Lange Zeit war die Mitwirkung des Papsttums, unter dessen Hoheit die Templer standen, an diesem beispiellosen Justizmord ungeklärt, doch wurde kürzlich im Vatikan ein entlastendes zeitgenössisches Dokument gefunden (das Chinon Pergament). In diesem für Jahrhunderte im Archiv verschollenen Schriftstück ist eindeutig belegt, dass fünf päpstliche Investigatoren die Angeklagten von jeglicher Schuld freigesprochen hatten. (Offenkundig waren Ordensritter auch nicht homosexueller als der übrige Klerus).

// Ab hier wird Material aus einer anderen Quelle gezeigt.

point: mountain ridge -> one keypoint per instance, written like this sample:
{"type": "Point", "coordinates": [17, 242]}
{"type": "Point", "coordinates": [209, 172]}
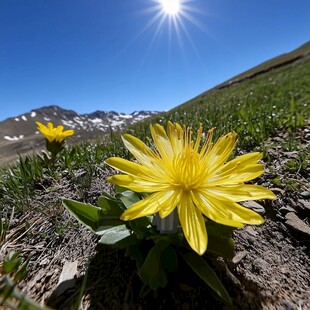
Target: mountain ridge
{"type": "Point", "coordinates": [19, 134]}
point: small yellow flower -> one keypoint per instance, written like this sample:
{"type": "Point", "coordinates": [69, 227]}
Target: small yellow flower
{"type": "Point", "coordinates": [197, 180]}
{"type": "Point", "coordinates": [54, 134]}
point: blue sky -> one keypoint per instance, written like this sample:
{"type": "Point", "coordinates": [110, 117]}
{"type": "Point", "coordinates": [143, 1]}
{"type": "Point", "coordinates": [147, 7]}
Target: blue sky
{"type": "Point", "coordinates": [127, 55]}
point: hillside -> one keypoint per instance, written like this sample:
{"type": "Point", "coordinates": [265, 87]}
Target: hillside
{"type": "Point", "coordinates": [269, 108]}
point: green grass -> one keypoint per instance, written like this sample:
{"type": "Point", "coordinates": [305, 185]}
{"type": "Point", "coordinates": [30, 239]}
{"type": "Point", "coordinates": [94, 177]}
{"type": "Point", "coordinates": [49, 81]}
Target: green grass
{"type": "Point", "coordinates": [256, 109]}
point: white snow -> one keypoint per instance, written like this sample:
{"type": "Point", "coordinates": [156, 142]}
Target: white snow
{"type": "Point", "coordinates": [14, 138]}
{"type": "Point", "coordinates": [125, 115]}
{"type": "Point", "coordinates": [96, 120]}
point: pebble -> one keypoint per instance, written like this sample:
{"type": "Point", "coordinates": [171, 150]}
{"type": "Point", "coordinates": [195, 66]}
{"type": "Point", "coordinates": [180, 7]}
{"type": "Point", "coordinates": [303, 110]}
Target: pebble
{"type": "Point", "coordinates": [295, 222]}
{"type": "Point", "coordinates": [286, 209]}
{"type": "Point", "coordinates": [239, 256]}
{"type": "Point", "coordinates": [305, 204]}
{"type": "Point", "coordinates": [305, 194]}
{"type": "Point", "coordinates": [253, 205]}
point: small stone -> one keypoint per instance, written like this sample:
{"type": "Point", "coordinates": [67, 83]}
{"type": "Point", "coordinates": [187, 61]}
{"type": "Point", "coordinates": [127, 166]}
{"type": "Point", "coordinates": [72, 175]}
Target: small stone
{"type": "Point", "coordinates": [277, 190]}
{"type": "Point", "coordinates": [305, 194]}
{"type": "Point", "coordinates": [305, 204]}
{"type": "Point", "coordinates": [296, 223]}
{"type": "Point", "coordinates": [286, 209]}
{"type": "Point", "coordinates": [253, 205]}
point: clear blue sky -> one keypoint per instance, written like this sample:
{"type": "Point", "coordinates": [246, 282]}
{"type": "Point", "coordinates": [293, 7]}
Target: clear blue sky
{"type": "Point", "coordinates": [122, 55]}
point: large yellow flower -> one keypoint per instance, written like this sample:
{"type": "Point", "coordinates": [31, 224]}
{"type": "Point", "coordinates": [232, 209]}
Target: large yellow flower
{"type": "Point", "coordinates": [52, 133]}
{"type": "Point", "coordinates": [194, 178]}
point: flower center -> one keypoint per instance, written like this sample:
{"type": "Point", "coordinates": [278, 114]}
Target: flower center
{"type": "Point", "coordinates": [186, 170]}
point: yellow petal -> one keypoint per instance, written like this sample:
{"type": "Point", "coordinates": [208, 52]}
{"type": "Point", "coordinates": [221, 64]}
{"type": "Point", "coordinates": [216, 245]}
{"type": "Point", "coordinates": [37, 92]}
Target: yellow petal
{"type": "Point", "coordinates": [242, 192]}
{"type": "Point", "coordinates": [235, 211]}
{"type": "Point", "coordinates": [193, 224]}
{"type": "Point", "coordinates": [217, 211]}
{"type": "Point", "coordinates": [170, 204]}
{"type": "Point", "coordinates": [220, 152]}
{"type": "Point", "coordinates": [139, 150]}
{"type": "Point", "coordinates": [148, 206]}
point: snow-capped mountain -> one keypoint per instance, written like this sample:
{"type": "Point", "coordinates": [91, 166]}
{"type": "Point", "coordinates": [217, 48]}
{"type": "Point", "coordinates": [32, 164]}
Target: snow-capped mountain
{"type": "Point", "coordinates": [20, 134]}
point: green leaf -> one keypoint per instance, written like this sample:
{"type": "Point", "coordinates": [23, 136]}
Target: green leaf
{"type": "Point", "coordinates": [169, 259]}
{"type": "Point", "coordinates": [113, 235]}
{"type": "Point", "coordinates": [207, 274]}
{"type": "Point", "coordinates": [219, 240]}
{"type": "Point", "coordinates": [87, 214]}
{"type": "Point", "coordinates": [218, 229]}
{"type": "Point", "coordinates": [110, 205]}
{"type": "Point", "coordinates": [128, 198]}
{"type": "Point", "coordinates": [141, 227]}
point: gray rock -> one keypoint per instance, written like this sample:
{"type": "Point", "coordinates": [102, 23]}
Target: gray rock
{"type": "Point", "coordinates": [253, 205]}
{"type": "Point", "coordinates": [296, 223]}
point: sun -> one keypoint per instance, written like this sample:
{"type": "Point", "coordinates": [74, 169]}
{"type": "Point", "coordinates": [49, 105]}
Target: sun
{"type": "Point", "coordinates": [170, 7]}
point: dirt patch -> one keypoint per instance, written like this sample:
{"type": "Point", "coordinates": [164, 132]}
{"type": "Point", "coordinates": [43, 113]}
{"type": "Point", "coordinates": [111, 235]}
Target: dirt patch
{"type": "Point", "coordinates": [271, 269]}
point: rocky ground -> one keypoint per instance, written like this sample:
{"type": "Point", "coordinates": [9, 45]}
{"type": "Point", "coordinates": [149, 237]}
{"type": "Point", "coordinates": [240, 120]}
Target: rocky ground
{"type": "Point", "coordinates": [271, 269]}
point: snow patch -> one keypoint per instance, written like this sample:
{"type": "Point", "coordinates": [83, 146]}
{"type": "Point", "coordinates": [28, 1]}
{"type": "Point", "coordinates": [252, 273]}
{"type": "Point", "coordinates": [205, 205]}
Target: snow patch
{"type": "Point", "coordinates": [14, 138]}
{"type": "Point", "coordinates": [96, 120]}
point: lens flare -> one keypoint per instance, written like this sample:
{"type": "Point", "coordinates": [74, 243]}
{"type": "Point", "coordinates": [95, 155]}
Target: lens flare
{"type": "Point", "coordinates": [170, 7]}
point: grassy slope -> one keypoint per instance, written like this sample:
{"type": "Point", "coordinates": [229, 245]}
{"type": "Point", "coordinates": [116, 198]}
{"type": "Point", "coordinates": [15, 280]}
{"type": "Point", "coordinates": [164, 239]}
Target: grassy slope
{"type": "Point", "coordinates": [256, 108]}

Doch nur wenige Jahre später schloss der jetzt in Avignon residierende (französische) Papst Clemens V. gegen einige Zugeständnisse ein Abkommen mit dem König, in dem er den Orden 1312 für aufgelöst erklärte. Die restlichen Prozesse wurden eingestellt, das Geldvermögen der Templer verblieb beim König, das Grundvermögen ging an den Johanniterorden und das Papsttum gab seinen Segen zu dem gelungenen Coup.

Die Templer in Brandenburg

Diese weltgeschichtlichen Ereignisse haben nur am Rande mit den Templern im späteren Land Brandenburg zu tun. Hier traten die Ritter bei der Erschließung des Landes östlich von Elbe und Oder – zusammen mit den Deutschherren und den Johannitern – als Missionare und Lokatoren auf. Das Vordringen in noch nicht christianisierte Gebiete außerhalb bereits bestehender staatlicher Strukturen entsprach völlig ihrem neuen Selbstverständnis, das sie nach dem Rückzug aus Palästina entwickelt hatten.

Der Landesausbau der neuen Gebiete östlich der Elbe war auf Siedler angewiesen, die ihre Heimat verließen um in der Fremde mehr Freiheit, eigenen Grund und Boden und bessere Zukunftsaussichten zu finden. Dazu bedurfte es eines Landesherrn, der über hinreichend befriedetes und christianisiertes Territorium verfügte und ihnen die neuen Eigentumsverhältnisse garantieren konnte. Quasi als Vorhut des Landesausbaus durch die Fürsten und Bischöfe sollten die Ritterorden sowohl missionarisch als auch erobernd und sichernd den Boden für die Besiedelung bereiten. Dafür waren Stützpunkte nötig, an denen die Ritter in quasi klösterlicher Ordnung gemeinsam wohnten, ausgestattet mit Ackerland und Bauern, die sie versorgten, wenn sie dem Kriegshandwerk nachgingen. Die so genannten Kommenden oder Komtureien fungierten gleichermaßen als Burg, Kloster und Bauerndorf. Von hier aus trieben die Ritterorden die weitere Expansion in heidnische Gebiete voran, widmeten sich aber gleichzeitig vor Ort der Aufgabe, nachrückende Ritter zu unterstützen und zu beherbergen. In Brandenburg existierten zwei Zentren der Templermacht, nämlich auf dem Gebiet des heutigen Berlin die Komturei Tempelhof mit den Filialdörfern Mariendorf und Marienfelde sowie im Oderland die Komturei Lietzen. Jenseits der Oder, in der späteren Neumark, kamen noch die Komtureien Rurka (Rörchen) und Chwarszczany (Quartschen) hinzu.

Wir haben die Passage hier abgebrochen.